The Salvation Army in Korea kicked off its annual "Red Kettle" holiday street campaign on Nov. 30 and set up its iconic donation buckets at about 300 places across the country. This year they included a new feature -- card readers.
Touch or swipe a card on the reader attached to the charity stand, and the machine will automatically take 2,000 won (US$ 1.8) from your account. If your card account includes a mobile phone number, you will be sent an automatic notification. Mobile phones with card functions work the same.
The Salvation Army in Korea introduced "digital" Red Kettle this year, allowing donors to contribute using their cash or credit cards.

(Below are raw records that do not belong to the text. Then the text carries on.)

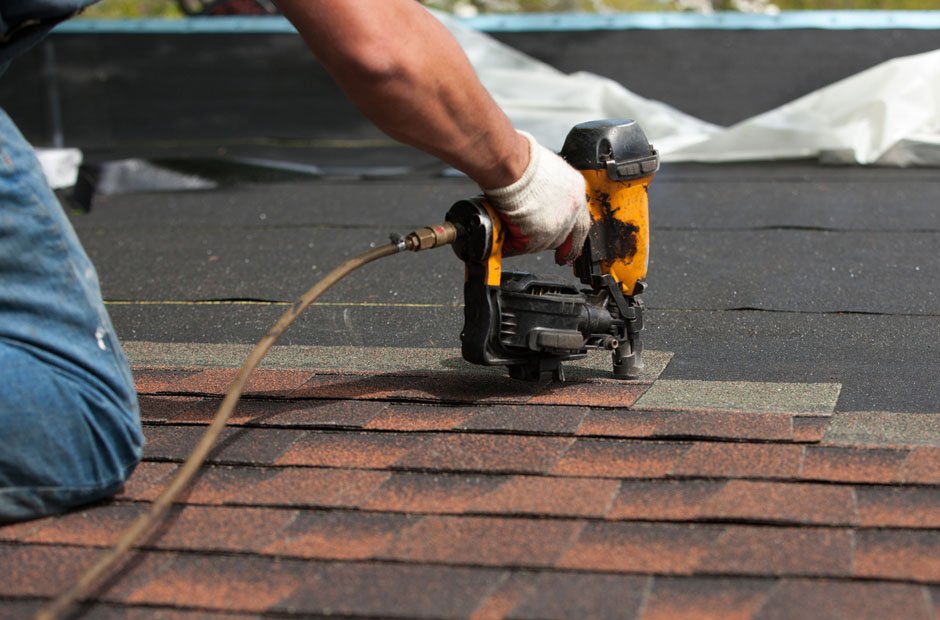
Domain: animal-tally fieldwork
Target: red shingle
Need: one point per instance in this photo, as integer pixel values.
(741, 460)
(420, 492)
(261, 382)
(663, 500)
(780, 551)
(782, 502)
(593, 394)
(368, 450)
(899, 506)
(824, 600)
(810, 429)
(152, 380)
(485, 541)
(640, 547)
(713, 424)
(839, 464)
(419, 419)
(621, 459)
(922, 466)
(572, 595)
(573, 497)
(337, 535)
(898, 554)
(496, 453)
(706, 598)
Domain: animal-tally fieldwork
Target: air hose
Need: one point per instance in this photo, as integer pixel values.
(420, 239)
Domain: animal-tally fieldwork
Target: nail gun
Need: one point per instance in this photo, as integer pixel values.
(532, 324)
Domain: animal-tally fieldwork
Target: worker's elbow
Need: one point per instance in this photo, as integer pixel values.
(373, 64)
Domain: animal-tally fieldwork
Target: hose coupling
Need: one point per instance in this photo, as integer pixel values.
(431, 237)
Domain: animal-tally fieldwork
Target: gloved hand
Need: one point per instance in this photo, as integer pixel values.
(546, 208)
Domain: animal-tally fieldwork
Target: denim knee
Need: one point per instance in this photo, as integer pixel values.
(64, 442)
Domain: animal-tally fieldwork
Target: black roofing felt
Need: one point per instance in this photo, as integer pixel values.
(849, 296)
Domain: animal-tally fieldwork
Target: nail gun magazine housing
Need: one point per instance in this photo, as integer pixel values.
(533, 324)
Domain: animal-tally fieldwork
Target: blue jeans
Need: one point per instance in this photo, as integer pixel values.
(69, 423)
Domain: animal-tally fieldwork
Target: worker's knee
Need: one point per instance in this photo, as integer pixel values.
(65, 441)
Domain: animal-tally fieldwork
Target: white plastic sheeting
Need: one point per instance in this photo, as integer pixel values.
(60, 166)
(886, 115)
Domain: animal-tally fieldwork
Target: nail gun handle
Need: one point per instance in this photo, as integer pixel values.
(618, 164)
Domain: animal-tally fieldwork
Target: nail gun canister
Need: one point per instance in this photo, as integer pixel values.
(618, 164)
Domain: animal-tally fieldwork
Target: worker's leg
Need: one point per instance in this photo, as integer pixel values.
(69, 424)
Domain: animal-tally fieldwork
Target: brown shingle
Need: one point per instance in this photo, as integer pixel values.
(485, 541)
(527, 419)
(425, 492)
(782, 502)
(247, 446)
(572, 595)
(415, 418)
(261, 382)
(899, 506)
(825, 600)
(741, 460)
(153, 380)
(922, 466)
(369, 450)
(839, 464)
(382, 590)
(148, 480)
(712, 424)
(216, 582)
(621, 459)
(898, 554)
(496, 453)
(780, 551)
(572, 497)
(663, 500)
(810, 428)
(706, 598)
(337, 535)
(593, 394)
(640, 547)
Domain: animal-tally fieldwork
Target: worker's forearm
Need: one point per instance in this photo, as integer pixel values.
(409, 76)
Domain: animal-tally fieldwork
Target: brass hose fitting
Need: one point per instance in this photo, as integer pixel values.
(430, 237)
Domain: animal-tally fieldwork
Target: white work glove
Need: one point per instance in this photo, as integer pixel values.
(546, 208)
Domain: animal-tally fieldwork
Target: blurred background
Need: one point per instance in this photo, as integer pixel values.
(470, 8)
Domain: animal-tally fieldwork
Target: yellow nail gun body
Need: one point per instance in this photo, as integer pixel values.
(531, 324)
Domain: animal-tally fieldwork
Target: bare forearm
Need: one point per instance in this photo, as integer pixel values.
(406, 73)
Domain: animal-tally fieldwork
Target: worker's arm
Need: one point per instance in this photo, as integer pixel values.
(408, 75)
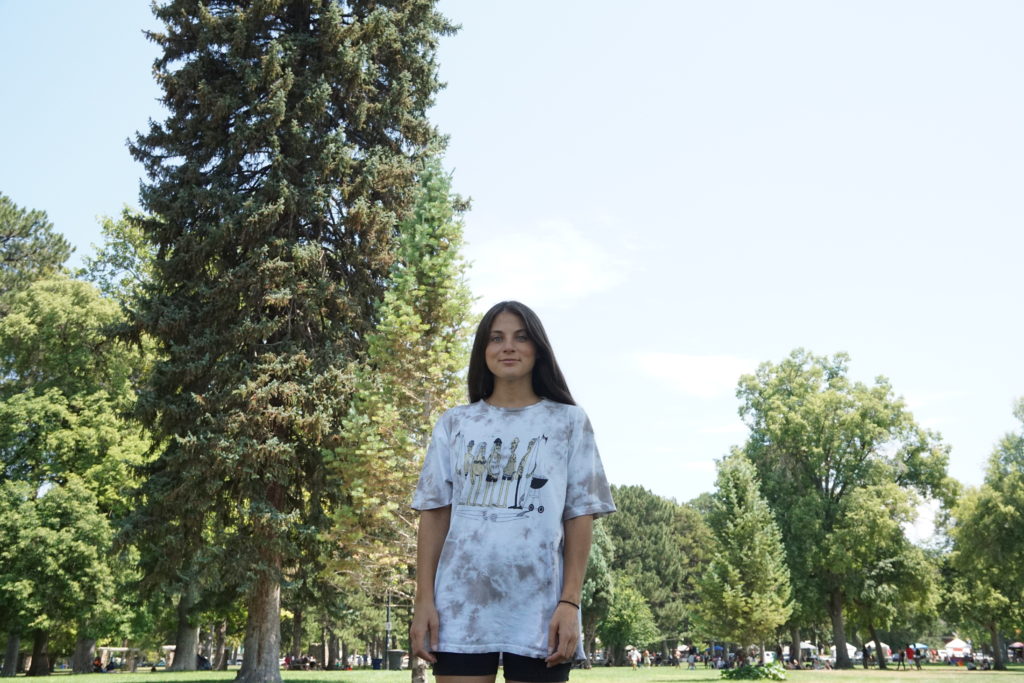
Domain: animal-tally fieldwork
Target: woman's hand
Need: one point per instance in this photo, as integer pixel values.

Each swipe automatically donates 2,000 won. (Yonhap file photo)
It is the first time the Salvation Army has introduced card payments at its local street collections, which are in their 84th year, although online donations have been able to be made with cards or mobile phones for some time.
People seem to approve of the new way of fund-raising.
Kim, a 51-year-old man, said it was a new experience for him. "While the card was passing through the reader, I felt a good touch on my fingertips," he said after making a donation in Myeong-dong, downtown Seoul.
Kim said allowing card payments was a good decision to keep up with changing lifestyles. "As the way of life of people evolves, the way of fund-raising needs to evolve, too," he said.
A donor in her 20s said she finds the new payment option convenient, as she sometimes runs out of cash in her purse because she uses cards more often. "It is a good idea to allow people to donate with cards," she said.
However, card donations may affect the tradition of anonymity, said another woman in her 50s. She said she is also afraid that the warm scene of people tossing spare change into the donation buckets might disappear.
Park Keun-il, who oversees a donation site in Myeong-dong, said the new payment system has received good responses. "At first, people were simply curious about the card payment system, but the number of donors using cards is increasing," he said. Nearly 50 people made donations using cards on Dec. 2 alone, he said, on the third day of the campaign.
He gave the example of a gentleman who was waiting for his car in front of the Hotel Lotte and wanted to donate 300,000 won with his credit card. As the card reader takes only 2,000 won per swipe, he had to touch the card to the reader multiple times. By the time his car arrived, his donation had only reached 200,000 won, so he also gave two 50,000 won bills.
Park said some people are calling to raise the payment unit for those who want to donate more than 10,000 won. It is not technically impossible, but the procedure is complex and the Salvation Army is developing ways for more convenient donations, according to Park, who works for the external cooperation team of the Salvation Army Officer Training College in Korea.
For those concerned about anonymity, a Salvation Army officer said the organization does not collect the personal information of donors, especially their names, but admitted it is theoretically possible to trace them.
He said there are still more cash donations than card payments, but the Salvation Army expects to raise about 200 million won through card payments from a target of 5 billion won from the campaign, which will continue through Christmas Eve.
The Salvation Army also sets up donation buckets at various facilities for children, including kindergartens, daycare centers and elementary schools, upon request, to teach children about sharing.
A special event is underway at the organization's Web site (www.jasunnambi.or.kr) as part of the campaign, providing donors who contribute more than 10,000 won online a chance to win items donated by celebrities.
The Red Kettle tradition started in the United States in 1891, when a Salvation Army captain in San Francisco, Joseph McFee, set up a pot at the Oakland Ferry Landing to raise money to provide Christmas dinners to the poor. In Korea, the campaign started in Myeong-dong in 1928 to offer meals to the homeless. Donations have increased over the years from 849 won in the first campaign to 4.9 billion won last year.
The largest single donation received by the street campaign was a 110-million-won check dropped in a bucket in Seoul by an anonymous donor last year. Others let their identities be known when donating large amounts of money, such as an elderly couple who visited the Salvation Army headquarters last year to donate 200 million won. Actor Song Seung-heon also donated 200 million won to be used for the victims of the 2011 earthquake in Fukushima, Japan.
The Salvation Army uses the donations for various programs including meals for the needy, medical support for children of underprivileged families, rehabilitation of the homeless and drug addicts, HIV/AIDS campaigns and assistance to other countries, including North Korea and Mongolia.
The people who brave the chilly weather to ring bells beside the donation spots are mostly volunteers. More than 3,000 volunteers serve in various programs run by the Salvation Army. Volunteers for the street campaign are recruited every November and are all aged 14 or older.